Die ungarischen Behörden schieben überdies laut UNHCR regelmäßig Asylwerber nach Serbien ab. Wenn sie Pech haben, landen die Menschen dann nach Jahren der Irrfahrt wieder in Griechenland, in Athen oder in den Lagern am Evros. Von Serbien ist nämlich im Gegensatz zur derzeitigen Praxis in der EU die Abschiebung nach Griechenland möglich.

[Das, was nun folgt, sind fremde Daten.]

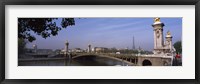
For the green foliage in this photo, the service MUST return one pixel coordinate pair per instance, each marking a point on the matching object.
(178, 46)
(44, 27)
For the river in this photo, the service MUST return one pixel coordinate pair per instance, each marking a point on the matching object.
(81, 61)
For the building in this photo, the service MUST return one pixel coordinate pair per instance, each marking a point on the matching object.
(161, 46)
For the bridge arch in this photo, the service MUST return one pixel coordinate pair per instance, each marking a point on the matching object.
(109, 57)
(146, 63)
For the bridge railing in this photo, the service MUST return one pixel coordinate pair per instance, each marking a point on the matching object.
(127, 57)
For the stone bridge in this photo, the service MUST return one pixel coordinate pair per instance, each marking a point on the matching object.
(133, 60)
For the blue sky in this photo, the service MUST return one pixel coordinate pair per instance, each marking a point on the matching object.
(109, 32)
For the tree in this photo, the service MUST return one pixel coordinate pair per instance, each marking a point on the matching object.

Postskript: Die EU-Kommission hat Griechenland 2010 über 20 Millionen Euro für die Erneuerung der Flüchtlingslager zur Verfügung gestellt. Athen hat diese Gelder bisher nicht abgerufen. Gegenüber den empörten Abgeordneten aus Deutschland rechtfertigte sich der zuständige Minister Christos Papoutsis im Oktober damit, Aufwendungen für die Flüchtlinge wären dem griechischen Volk "nicht vermittelbar“.

Im Oktober hat Deutschland die EU-Kommission aufgefordert, wegen der unmenschlichen Zustände ein EU-Vertragsverletzungsverfahren zu prüfen.